Electricity price trends vary by jurisdiction, with New South Wales (NSW) and the Australian Capital Territory (ACT) prices projected to be stable or fall, while Victoria, Queensland, South Australia (SA) and Tasmania are projected to see increases, primarily in the latter half of the outlook period as electricity demand grows and the supply-demand balance tightens.

Total energy cost savings from electrification are projected across all regions: 16-21% in NSW, the ACT, Victoria and SA, and more modest savings of 6-7% in Queensland and Tasmania, reflecting lower current gas usage.

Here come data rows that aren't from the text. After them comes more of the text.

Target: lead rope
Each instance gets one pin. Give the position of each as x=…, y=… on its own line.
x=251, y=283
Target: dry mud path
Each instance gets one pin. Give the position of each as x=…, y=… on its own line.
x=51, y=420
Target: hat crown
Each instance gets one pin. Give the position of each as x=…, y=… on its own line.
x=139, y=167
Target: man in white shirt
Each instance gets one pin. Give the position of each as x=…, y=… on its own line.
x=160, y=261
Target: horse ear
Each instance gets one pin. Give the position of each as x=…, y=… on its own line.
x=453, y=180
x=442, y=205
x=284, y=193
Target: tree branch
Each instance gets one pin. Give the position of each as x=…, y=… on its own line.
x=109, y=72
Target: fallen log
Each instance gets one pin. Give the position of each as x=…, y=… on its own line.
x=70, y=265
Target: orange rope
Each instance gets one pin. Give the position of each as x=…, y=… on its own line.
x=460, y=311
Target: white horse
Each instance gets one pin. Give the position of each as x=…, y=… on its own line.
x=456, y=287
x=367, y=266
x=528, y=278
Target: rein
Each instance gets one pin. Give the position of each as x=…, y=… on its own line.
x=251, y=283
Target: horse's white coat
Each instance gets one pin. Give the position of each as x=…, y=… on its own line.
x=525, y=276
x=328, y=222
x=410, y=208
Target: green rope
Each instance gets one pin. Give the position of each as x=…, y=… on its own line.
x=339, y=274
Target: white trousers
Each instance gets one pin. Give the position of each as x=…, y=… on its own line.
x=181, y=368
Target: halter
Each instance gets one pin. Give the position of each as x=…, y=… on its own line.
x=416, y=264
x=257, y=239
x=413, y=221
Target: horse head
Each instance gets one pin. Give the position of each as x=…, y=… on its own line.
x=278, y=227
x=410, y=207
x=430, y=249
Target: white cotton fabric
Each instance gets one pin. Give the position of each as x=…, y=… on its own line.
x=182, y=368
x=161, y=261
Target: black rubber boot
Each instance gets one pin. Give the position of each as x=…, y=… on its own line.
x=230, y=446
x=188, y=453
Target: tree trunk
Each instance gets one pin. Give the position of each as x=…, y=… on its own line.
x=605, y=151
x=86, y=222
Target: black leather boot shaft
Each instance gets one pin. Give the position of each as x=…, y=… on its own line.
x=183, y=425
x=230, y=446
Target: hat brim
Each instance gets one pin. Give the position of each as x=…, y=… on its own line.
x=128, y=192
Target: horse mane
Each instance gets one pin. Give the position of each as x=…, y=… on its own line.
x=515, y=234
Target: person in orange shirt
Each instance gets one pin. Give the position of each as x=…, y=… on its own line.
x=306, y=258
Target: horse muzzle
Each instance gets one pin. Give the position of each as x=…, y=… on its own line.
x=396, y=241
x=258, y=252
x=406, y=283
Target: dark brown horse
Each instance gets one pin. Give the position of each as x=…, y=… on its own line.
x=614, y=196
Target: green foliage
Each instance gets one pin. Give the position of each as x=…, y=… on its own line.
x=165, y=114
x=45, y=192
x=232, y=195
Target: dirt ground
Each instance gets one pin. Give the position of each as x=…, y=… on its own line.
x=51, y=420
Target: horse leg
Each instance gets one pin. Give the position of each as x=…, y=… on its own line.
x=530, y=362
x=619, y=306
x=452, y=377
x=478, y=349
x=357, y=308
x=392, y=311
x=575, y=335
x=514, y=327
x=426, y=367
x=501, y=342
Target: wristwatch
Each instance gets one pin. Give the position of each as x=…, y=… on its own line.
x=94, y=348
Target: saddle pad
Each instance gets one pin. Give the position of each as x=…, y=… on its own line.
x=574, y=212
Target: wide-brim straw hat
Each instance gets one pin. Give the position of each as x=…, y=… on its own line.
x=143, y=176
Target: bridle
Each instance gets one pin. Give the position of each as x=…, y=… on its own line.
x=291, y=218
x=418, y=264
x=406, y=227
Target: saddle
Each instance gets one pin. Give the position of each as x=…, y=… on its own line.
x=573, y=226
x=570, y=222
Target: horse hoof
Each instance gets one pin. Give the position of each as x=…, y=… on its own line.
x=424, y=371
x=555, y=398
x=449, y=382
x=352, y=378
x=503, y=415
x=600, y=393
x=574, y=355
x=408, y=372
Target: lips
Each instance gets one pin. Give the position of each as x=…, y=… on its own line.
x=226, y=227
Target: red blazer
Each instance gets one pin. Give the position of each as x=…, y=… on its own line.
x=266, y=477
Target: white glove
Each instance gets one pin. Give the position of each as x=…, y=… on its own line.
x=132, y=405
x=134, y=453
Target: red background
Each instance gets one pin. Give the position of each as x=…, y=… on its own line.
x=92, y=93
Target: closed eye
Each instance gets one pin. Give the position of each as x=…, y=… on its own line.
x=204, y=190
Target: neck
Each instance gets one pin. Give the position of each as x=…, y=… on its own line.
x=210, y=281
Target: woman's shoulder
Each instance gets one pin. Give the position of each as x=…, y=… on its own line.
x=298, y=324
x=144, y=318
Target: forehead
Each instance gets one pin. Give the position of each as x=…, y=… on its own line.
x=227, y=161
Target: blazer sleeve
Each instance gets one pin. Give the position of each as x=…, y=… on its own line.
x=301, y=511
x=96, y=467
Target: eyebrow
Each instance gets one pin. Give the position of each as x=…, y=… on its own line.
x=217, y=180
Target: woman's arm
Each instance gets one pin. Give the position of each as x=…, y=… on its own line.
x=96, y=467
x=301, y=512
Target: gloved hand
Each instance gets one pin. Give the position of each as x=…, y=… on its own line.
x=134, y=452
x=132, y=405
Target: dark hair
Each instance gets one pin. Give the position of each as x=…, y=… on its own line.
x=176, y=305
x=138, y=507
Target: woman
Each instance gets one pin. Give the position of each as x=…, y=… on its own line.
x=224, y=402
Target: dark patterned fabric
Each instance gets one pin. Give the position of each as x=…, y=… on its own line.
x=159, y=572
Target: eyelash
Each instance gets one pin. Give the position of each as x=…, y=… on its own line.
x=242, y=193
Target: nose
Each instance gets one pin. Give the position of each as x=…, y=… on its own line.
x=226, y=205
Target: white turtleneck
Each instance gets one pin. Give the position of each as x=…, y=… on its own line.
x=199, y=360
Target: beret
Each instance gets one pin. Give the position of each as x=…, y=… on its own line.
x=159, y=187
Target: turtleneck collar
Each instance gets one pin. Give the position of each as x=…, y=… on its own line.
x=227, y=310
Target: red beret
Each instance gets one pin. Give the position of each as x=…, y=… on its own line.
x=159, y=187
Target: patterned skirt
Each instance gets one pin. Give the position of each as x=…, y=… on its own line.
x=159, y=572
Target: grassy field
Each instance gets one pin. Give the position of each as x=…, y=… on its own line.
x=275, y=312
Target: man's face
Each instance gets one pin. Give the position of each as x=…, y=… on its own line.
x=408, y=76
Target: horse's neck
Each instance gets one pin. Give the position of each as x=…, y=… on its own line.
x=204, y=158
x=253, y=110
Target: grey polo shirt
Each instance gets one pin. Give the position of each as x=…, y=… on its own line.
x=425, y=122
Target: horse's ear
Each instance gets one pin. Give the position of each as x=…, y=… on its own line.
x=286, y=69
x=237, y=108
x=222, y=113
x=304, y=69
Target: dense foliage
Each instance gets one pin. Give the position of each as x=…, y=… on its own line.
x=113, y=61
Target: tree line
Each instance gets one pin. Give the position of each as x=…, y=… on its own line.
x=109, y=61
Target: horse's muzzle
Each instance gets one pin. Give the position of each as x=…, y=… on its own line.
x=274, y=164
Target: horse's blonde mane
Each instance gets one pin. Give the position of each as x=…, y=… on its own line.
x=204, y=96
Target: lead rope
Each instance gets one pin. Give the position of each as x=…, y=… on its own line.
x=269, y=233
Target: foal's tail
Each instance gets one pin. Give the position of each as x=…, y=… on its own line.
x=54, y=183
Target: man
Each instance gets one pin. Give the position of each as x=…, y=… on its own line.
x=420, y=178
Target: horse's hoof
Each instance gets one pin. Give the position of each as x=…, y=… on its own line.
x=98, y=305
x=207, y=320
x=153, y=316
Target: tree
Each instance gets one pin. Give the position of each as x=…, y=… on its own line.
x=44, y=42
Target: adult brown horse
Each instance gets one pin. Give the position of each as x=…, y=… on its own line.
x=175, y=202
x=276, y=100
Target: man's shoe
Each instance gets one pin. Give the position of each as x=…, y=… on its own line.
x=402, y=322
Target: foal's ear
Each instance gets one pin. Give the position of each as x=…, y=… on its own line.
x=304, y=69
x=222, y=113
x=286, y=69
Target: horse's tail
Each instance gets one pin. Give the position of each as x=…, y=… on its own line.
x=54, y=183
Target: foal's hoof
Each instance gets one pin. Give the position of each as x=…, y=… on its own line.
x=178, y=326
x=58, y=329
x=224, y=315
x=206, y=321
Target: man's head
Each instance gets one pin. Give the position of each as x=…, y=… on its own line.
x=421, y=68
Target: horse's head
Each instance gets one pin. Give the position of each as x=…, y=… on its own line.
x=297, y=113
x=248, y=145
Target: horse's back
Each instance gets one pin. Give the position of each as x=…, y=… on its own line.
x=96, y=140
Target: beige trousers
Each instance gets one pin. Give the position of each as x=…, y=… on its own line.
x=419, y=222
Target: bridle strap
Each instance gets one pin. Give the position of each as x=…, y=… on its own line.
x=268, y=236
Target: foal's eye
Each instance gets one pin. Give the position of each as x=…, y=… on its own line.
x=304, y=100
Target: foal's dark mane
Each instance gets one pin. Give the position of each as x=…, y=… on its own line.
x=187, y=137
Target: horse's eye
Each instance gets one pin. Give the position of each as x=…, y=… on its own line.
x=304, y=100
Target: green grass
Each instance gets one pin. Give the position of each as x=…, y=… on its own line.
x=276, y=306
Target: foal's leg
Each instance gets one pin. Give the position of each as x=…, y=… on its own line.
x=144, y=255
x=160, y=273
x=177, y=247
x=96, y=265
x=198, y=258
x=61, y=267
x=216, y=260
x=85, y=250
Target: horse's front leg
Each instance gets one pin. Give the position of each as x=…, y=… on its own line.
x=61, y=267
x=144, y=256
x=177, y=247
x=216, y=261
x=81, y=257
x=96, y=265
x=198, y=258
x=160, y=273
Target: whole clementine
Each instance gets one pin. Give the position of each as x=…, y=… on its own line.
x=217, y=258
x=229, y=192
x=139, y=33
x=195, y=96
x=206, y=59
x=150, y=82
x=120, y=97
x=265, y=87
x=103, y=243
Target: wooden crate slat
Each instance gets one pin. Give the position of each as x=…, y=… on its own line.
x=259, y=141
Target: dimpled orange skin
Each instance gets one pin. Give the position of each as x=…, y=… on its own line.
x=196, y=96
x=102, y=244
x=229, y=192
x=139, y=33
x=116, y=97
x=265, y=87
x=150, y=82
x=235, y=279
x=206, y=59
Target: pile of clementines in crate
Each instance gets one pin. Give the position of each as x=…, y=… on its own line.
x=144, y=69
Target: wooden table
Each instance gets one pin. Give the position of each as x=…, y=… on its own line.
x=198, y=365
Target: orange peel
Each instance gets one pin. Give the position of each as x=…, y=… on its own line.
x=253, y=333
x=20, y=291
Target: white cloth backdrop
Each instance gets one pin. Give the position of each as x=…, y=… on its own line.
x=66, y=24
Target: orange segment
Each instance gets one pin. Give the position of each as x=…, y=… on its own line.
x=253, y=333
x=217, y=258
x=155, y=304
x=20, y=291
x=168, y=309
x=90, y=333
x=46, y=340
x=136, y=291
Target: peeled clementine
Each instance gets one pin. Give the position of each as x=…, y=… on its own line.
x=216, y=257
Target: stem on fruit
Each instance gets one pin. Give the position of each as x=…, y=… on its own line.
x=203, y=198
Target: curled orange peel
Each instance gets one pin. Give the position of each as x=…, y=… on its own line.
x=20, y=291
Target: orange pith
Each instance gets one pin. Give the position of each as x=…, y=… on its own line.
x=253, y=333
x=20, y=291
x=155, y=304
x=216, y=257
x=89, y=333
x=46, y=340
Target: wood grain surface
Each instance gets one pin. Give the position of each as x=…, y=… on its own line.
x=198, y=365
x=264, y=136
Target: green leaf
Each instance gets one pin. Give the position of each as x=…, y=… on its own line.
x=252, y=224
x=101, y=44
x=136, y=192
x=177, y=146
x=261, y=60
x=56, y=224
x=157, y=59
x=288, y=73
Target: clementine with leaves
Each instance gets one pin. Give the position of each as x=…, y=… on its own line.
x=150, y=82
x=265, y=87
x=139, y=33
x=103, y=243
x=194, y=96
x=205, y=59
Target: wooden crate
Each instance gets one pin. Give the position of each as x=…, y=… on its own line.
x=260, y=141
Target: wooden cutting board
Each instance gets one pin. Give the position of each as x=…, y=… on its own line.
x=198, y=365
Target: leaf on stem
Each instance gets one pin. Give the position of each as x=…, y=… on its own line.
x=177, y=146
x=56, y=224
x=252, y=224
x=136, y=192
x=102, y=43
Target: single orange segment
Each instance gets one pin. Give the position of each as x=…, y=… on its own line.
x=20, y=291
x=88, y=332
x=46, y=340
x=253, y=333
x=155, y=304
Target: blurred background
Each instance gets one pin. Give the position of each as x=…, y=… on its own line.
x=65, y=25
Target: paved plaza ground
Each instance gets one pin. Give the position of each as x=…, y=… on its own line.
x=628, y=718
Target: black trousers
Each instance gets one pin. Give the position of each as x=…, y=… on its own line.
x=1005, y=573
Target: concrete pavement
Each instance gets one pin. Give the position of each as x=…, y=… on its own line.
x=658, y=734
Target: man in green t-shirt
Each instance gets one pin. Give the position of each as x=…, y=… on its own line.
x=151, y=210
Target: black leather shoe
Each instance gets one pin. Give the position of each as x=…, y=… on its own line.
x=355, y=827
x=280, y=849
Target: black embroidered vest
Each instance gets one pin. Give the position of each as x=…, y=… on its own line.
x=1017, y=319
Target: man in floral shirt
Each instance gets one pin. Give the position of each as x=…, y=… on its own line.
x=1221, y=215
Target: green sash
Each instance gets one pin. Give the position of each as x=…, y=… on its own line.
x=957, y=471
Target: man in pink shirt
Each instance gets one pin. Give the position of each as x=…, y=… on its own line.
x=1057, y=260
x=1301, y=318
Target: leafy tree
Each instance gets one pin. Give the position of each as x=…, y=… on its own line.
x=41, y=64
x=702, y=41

Note: Electricity prices reflect price per unit. 

A Note on terminology: Prices, bills and energy costs

This report uses three related but distinct terms:

  1. Electricity prices refer to the per-unit cost of electricity (measured in cents per kWh). This is the rate that retailers charge for each unit of electricity consumed.
  2. Electricity bills refer to the total amount a household pays, which is a product of both the price per unit and the quantity of electricity consumed.
  3. Total energy costs refer to a household’s total expenditure on energy across electricity, petrol, and gas.